Il y a bien un capitalisme vert qui revendique une « croissante verte », ou une « croissance inclusive »… Que sais-je encore ? Un « développement durable » ! Ces concepts ne sont pas récents, mais il devient de plus en plus évident qu’ils relèvent plus aujourd’hui du problème que de la solution. Qu’ils sont encore une façon pour les tenants du système économique, financier et social mondial, de contourner les efforts de transformation à produire. Ce sont ces fausses solutions qui conduisent à une forme de criminalisation des mouvements écologistes, lesquels réclament, eux, une vraie transformation du système. Un vrai « autre monde ». En réalité on peut agir, pour transformer ce système. Le monde tel qu’il va n’est pas une fatalité. Par exemple, on peut agir sur les accords de libre-échange. On peut agir en interdisant vraiment le glyphosate, en organisant un système agricole débarrassé des pesticides, et de tous les intrants écocidaires. Je ne désespère pas d’ailleurs qu’on « gagne », dans notre combat contre l’A69, que la justice s’exerce et qu’un désastre durable soit évité.

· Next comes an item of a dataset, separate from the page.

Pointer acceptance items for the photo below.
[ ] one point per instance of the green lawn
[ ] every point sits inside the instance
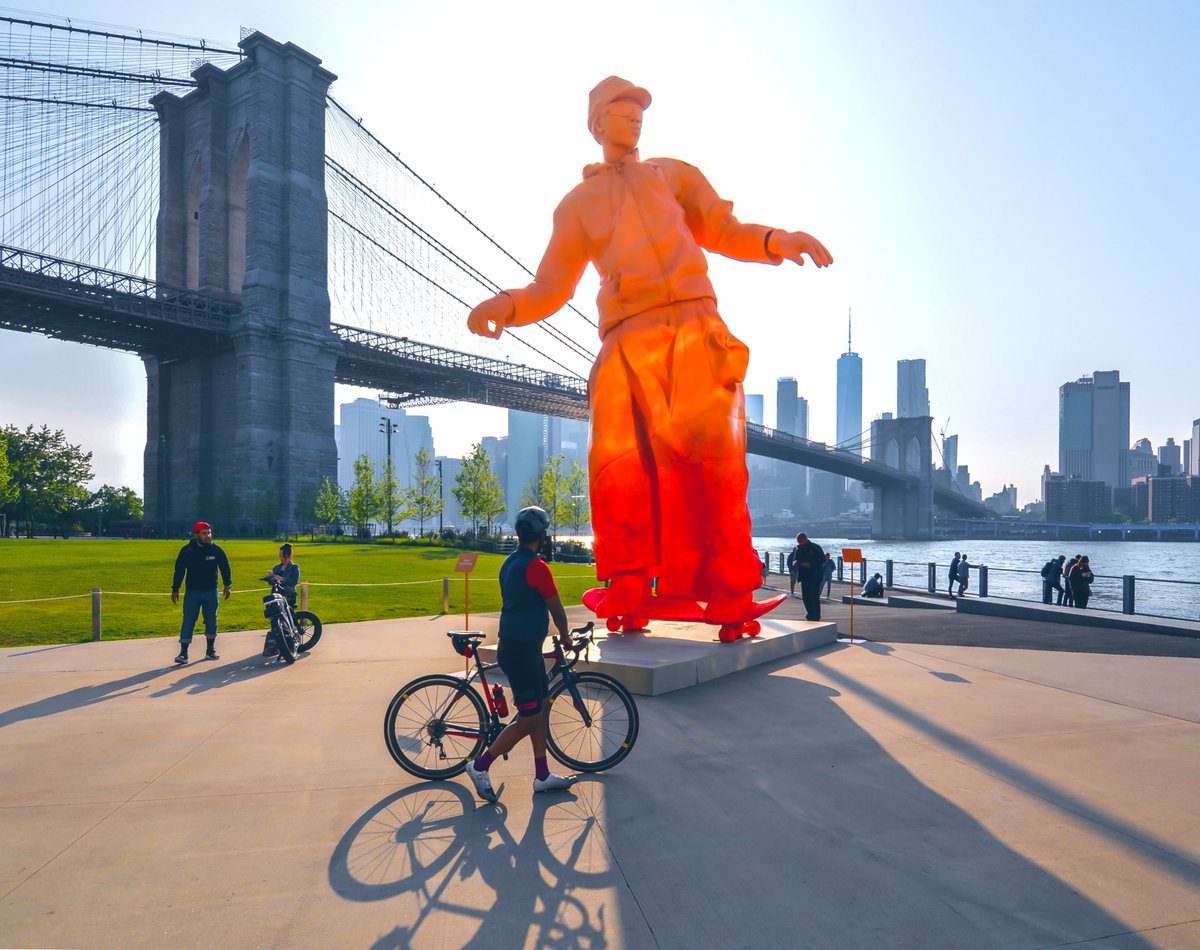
(346, 582)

On peut agir et agir bien mais en combien de temps ? On parlait tout à l’heure du temps nécessaire pour mener des luttes victorieuses : au regard de l’urgence climatique, avons-nous encore le temps de tergiverser ou faut-il comprendre que la Révolution écologique doive forcément en passer par la violence, pour advenir ?

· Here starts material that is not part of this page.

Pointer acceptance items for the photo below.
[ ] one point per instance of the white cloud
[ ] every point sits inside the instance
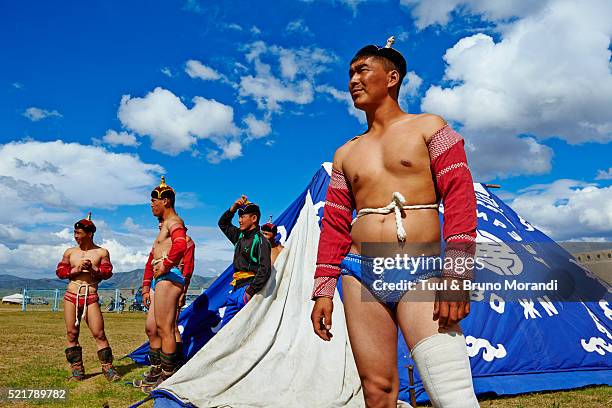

J’espère bien que non ! Les écologistes sont plutôt des gens pacifistes, vous savez ! Je ne crois pas qu’il faille s’attendre à une Révolution avec un grand R…du genre de la prise du palais d’Hiver [début de la seconde Révolution russe, en 1917]. Mais je vois de nombreuses petites révolutions tous les jours dans des manières de vivre, des choix collectifs ou individuels. Cela existe ! Ce n’est pas forcément beaucoup mis sous les feux de la rampe, mais je crois sincèrement que cela travaille la société en profondeur. On en revient au fait qu’il ne s’agit pas seulement de manifester ou de signer des pétitions – ce qui est également utile – mais qu’il faut pouvoir prendre des initiatives, participer à des coopératives, incarner le changement, s’engager. Lutter ! C’est cela que j’appelle une société vivante.